Maybe If You Hum A Few Bars? Now Hum Lower. . . Lower. . .

by Richard

It turns out that music in the bedroom can actually lead some to feel more amorous, more inclined to actually get a little dirty, dancing there in the sheets.

You see what I did there? That was a little neurolinguistic programming there, getting you dudes set up for the bad news.

Brace yourselves. Ready? You’re sure? Okay, here it is.

According to a survey commissioned by the online music service Spotify, the most arousing music to play in the bedroom is the soundtrack to the 80’s movie Dirty Dancing.

Yeah. I know. I’m having a real hard time getting over that knowledge myself.


“Dirty Dancing” was the top pick for both men and women, although the study’s author, music psychologist Daniel Mullensiefen, also pointed out that men are more willing to adjust their tastes in music in order to ensure “greater success in the bedroom.”

Good on you, dudes. Rather than show a little spine, you’ll wimp out and let the lady play the music she wants to hear all so you can do a little sheet romp. Okay, yeah. I understand that’s important, but the question I’ve got is. . . What are you doing with anyone who thinks Dirty Dancing is a good movie?

Another surprise finding? Respondents said music playing in the background is 40% more likely to turn them on than the touch or feel of their partner.

Rather not listen to “Will You Love Me Tomorrow” during sex? Marvin Gaye’s “Sexual Healing” placed second on the list, with Ravel’s “Bolero” finishing third.

So, yes, we like music. Some of us like it a lot. But this? Music that’s better than sex? No. Sorry. Maybe an entire concert with your best friends, with your favorite band playing the best songs ever, might, maybe, possibly approach within shouting distance. But better? No. Especially not these songs.

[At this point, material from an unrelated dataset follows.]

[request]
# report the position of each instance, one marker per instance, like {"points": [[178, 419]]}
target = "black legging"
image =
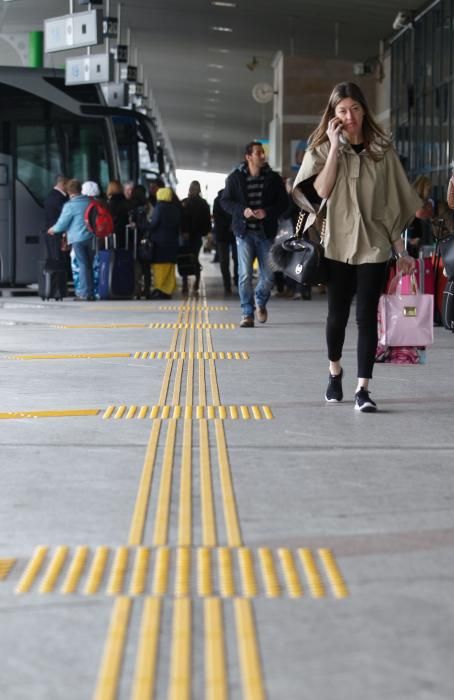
{"points": [[366, 281]]}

One in three participants identified Queen’s “Bohemian Rhapsody” as a song that is “better than sex.” Next on the list was “Sex on Fire” by Kings of Leon and “Angels” by Robbie Williams. Mullensiefen describes these as songs that take unexpected turns that we respond to in highly emotional, but positive, ways.

The study interviewed 2,000 people in the United Kingdom between the ages of 18 and 91, with an almost equal gender split.

Those folks need to really rethink their priorities.

Meanwhile, I’m going to do a little changing around on my “special” playlist, you know, the one I play when I’m with She Who Must Be Seeing Dirty Dancing At Least Once A Year.

Not my fault. I didn’t find out about this horrible thing until much later into the marriage. By then it was too late.